Qu’en est-il du répertoire d’action et des horizons de pensées du syndicalisme à l’heure où est répété à l’envi qu’il n’y aurait plus de « grain à moudre », pour reprendre la célèbre expression d’André Bergeron, secrétaire général de FO, qui célébrait ainsi la fonction de négociation des syndicats à l’ère du « compromis fordiste » ? La crise de 2008 et la généralisation des politiques d’austérité qui l’a suivie ont largement contribué à remettre ces questions à l’agenda militant et scientifique en déclenchant un cycle de protestation qui a été diversement investi par les syndicats selon les pays.

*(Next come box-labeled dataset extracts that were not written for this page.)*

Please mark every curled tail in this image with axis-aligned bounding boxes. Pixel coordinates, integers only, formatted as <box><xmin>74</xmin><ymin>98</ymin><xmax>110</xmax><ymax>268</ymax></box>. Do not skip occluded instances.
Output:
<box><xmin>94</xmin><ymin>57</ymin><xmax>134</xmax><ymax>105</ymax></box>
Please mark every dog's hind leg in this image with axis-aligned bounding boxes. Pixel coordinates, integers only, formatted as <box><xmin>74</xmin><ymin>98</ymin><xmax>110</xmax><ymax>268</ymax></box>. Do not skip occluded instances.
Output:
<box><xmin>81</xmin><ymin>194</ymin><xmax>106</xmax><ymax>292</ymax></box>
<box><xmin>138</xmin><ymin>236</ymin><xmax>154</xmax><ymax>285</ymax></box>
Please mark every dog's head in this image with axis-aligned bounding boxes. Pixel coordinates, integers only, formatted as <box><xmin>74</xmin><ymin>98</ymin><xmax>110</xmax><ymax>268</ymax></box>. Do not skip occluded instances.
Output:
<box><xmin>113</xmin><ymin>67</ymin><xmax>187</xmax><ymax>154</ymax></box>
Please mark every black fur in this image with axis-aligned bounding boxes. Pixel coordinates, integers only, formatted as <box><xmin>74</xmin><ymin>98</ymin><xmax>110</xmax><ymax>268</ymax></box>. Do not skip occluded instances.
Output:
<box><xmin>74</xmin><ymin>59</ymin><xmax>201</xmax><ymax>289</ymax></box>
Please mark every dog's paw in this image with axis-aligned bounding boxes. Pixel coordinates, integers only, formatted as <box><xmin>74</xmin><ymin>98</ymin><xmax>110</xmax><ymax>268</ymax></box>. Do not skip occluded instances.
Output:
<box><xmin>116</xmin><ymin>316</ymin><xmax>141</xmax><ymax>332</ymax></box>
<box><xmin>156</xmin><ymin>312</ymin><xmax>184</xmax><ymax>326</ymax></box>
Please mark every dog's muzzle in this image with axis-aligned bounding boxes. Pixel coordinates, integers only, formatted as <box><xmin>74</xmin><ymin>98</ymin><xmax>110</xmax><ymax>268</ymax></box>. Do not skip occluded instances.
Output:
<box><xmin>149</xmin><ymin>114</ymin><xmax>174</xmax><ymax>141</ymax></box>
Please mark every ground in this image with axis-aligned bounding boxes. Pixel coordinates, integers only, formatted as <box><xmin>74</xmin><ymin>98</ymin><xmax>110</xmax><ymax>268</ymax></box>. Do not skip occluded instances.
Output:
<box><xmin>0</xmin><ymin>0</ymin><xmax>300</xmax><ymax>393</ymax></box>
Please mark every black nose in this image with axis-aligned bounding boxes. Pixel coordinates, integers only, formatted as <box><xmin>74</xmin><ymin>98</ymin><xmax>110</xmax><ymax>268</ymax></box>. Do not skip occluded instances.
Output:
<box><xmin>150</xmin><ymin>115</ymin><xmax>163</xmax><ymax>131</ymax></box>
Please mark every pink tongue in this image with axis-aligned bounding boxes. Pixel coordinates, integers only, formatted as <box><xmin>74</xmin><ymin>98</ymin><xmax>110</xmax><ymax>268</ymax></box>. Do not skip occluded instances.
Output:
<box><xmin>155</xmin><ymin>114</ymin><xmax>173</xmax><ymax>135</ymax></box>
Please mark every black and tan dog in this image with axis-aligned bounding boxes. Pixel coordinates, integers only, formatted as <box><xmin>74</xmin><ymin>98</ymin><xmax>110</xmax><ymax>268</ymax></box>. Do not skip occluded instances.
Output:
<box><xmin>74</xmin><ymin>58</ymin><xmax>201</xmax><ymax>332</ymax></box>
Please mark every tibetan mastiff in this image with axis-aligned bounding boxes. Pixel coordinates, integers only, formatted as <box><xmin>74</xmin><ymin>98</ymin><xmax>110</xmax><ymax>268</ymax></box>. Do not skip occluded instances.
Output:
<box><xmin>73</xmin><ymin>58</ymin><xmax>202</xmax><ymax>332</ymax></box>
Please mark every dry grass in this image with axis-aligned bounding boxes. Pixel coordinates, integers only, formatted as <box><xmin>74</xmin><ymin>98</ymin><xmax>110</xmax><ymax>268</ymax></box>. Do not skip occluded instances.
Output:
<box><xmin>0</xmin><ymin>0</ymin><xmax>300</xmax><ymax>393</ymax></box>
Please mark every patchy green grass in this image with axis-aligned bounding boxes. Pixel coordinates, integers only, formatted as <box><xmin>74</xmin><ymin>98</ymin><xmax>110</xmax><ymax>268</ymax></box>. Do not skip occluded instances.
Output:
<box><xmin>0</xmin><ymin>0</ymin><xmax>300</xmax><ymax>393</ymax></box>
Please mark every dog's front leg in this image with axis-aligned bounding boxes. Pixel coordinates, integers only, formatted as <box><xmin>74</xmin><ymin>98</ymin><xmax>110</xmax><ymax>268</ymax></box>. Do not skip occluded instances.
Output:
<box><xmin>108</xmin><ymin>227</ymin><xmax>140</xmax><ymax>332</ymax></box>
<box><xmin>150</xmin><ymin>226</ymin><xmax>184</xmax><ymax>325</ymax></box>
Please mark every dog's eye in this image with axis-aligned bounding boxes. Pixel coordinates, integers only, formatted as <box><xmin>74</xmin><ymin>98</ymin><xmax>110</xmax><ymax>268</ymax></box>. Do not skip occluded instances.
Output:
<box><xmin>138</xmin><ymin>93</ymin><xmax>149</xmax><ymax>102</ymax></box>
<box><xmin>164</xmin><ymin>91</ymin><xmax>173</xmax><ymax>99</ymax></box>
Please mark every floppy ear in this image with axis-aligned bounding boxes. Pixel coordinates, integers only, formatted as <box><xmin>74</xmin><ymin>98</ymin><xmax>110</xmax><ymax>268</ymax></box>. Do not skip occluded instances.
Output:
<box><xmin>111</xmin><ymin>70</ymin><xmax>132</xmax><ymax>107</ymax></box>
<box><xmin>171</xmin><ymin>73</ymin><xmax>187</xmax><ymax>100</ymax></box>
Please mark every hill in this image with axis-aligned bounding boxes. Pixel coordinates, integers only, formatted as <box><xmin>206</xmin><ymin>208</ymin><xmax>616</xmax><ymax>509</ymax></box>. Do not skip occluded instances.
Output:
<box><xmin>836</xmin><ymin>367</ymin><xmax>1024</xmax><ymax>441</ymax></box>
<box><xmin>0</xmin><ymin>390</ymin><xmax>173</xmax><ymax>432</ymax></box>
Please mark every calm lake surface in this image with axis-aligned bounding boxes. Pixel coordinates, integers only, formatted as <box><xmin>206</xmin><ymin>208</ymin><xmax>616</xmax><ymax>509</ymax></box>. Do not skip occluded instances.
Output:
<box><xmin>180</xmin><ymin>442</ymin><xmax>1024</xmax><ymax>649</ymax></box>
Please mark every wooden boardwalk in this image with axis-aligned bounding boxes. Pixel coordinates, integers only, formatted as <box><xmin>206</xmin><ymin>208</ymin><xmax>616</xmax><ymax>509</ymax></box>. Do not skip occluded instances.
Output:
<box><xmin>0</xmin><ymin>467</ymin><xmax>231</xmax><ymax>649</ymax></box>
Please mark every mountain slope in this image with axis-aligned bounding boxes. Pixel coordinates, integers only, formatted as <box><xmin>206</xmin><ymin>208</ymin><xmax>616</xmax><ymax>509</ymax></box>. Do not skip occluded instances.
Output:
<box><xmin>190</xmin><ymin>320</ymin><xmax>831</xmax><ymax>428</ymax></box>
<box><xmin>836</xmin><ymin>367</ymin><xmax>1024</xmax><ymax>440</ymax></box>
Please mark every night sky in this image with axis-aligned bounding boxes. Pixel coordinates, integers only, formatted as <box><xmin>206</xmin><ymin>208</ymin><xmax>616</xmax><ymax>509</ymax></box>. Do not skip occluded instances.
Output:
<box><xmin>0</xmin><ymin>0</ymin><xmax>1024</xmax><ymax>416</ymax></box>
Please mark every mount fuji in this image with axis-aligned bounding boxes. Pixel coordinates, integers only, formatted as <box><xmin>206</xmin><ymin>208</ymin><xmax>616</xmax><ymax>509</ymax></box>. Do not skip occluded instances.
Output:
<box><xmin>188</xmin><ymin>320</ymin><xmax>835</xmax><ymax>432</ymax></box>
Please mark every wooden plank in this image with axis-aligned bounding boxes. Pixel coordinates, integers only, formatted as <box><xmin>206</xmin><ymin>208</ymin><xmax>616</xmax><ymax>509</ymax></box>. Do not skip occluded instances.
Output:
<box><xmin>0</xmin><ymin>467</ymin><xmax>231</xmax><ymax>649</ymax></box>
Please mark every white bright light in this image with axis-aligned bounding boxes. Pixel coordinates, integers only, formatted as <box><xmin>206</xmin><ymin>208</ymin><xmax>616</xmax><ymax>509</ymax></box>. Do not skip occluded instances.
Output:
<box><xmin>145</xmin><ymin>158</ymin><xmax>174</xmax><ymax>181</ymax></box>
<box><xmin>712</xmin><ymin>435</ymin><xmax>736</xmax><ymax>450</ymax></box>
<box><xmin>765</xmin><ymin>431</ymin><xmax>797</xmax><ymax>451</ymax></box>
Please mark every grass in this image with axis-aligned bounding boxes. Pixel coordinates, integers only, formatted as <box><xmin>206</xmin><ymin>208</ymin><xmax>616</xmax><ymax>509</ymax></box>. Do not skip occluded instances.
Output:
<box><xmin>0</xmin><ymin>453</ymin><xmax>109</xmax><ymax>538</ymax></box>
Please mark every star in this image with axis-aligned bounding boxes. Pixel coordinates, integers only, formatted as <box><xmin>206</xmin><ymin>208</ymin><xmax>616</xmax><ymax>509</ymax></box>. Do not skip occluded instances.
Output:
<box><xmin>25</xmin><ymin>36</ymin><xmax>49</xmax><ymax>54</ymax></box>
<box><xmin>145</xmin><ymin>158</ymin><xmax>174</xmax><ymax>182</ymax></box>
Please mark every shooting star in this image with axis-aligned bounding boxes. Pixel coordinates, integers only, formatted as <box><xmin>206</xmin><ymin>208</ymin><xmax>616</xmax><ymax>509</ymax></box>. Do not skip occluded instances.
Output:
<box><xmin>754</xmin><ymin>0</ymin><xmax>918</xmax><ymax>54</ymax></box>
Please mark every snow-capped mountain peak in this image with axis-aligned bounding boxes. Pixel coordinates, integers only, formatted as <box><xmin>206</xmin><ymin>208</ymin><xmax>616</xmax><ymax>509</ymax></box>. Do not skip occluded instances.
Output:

Comment négocier avec les organisations d’employeurs et les pouvoirs publics tout en participant activement aux luttes sociales ? Comment parler au nom de tous les travailleurs lorsque les politiques économiques tournées vers la compétitivité des entreprises aboutissent à une hétérogénéité croissante des statuts d’emploi et des conditions de travail ? Lorsque les collectifs de travail sont fragilisés, voire démantelés, lorsque les partis politiques censés être les plus proches des syndicats voient leur rôle se réduire à celui d’une courroie de transmission du fatalisme économique, comment sont débattues dans et entre les organisations syndicales les enjeux stratégiques et idéologiques de la syndicalisation ?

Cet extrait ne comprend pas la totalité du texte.